Dost oldum, dost oldum, gamınla (Üzüntüleriyle) dost oldum...
Sana (Şems Hazretlerine) ulaşınca herkesten bezdim, usandım artık.
 
Gökyüzü, senin dönüşüne şaştım-kaldım dedi bana;
Dedim ki:
Şu nokta (Gerçekliği tespit edilmiş, kanıtlanmış olan) yok mu?
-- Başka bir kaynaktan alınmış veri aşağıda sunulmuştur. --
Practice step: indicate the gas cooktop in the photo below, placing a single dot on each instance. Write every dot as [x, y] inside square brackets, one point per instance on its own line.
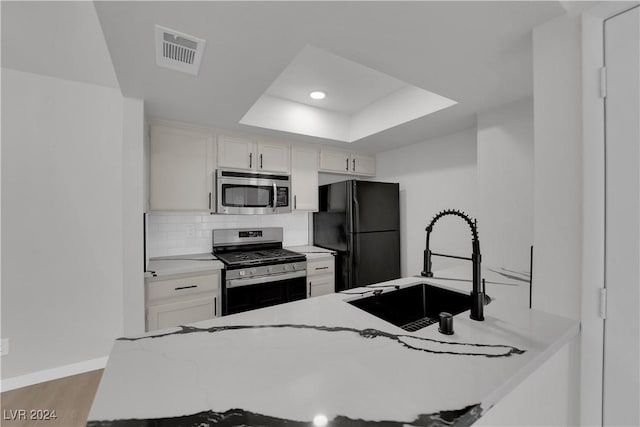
[260, 256]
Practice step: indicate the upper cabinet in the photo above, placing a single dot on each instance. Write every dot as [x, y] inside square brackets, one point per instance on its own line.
[235, 152]
[304, 178]
[243, 153]
[362, 164]
[346, 162]
[183, 159]
[181, 166]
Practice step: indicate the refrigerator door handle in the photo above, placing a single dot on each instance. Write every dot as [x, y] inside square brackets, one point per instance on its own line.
[356, 211]
[356, 259]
O beni böyle yaptı, bir pergel kesildim (Bir ayağım sabit olmak üzere etrafımda döner oldum)-gitti.
 
Gece-gündüz, gönül kubbesinden (Allah dostlarının olduğu yerden) bir gürütüdür, işitiyorum.,
gönül (kalpte oluşan duyguların kaynağının) kubbesinin gidişinden ben de döner bir kubbe (Gökyüzü gibi) oldum.
 
Ses gibi ansızın senin gam cengine (Kanuna benzeyen dik çalınan telli sazın tuzağına) düştüm;
Senin mızrabının (Telli çalgıları çalmaya yarayan kemik, maden, plastikten yapılan çalgıç) hevesiyle bir telden de değersiz bir hale geldim.
 
Benim sillemden (Elin iç yüzüyle vurulan tokatımdan) çekinir de gam, başını çeker benden...
Çünkü ben, can ormanında bir haydar-i kerrar (İleri atılıp geri çekilen, yeniden ileri atılıp savaşan yiğit Hazreti Ali gibi savaşan) oldum.
 
Kadehini göreli şarap içen küstahlara (Saygısız, kaba, terbiyesiz kişilere) baş oldum...
Külahını (Yuvarlak şapkasını) göreli gönülsüz başsız bir hale geldim.
 
Kalender gönlüm (Gösterişsiz, sade yaşayan, kalbimde oluşan duygularımın kaynağı), herşeyi unutturan o şarabı (Tanrı şarabını) bana sundu da oynaya-güle, hırkamı çeke-sürüye meyhaneciye yürüdüm-gittim.
 
Hoca ferec bana dedi ki:
Sabır (Olacak veya gelecek bir şeyi telaş göstermeden beklemek), insanı sıkıntıdan kurtarır...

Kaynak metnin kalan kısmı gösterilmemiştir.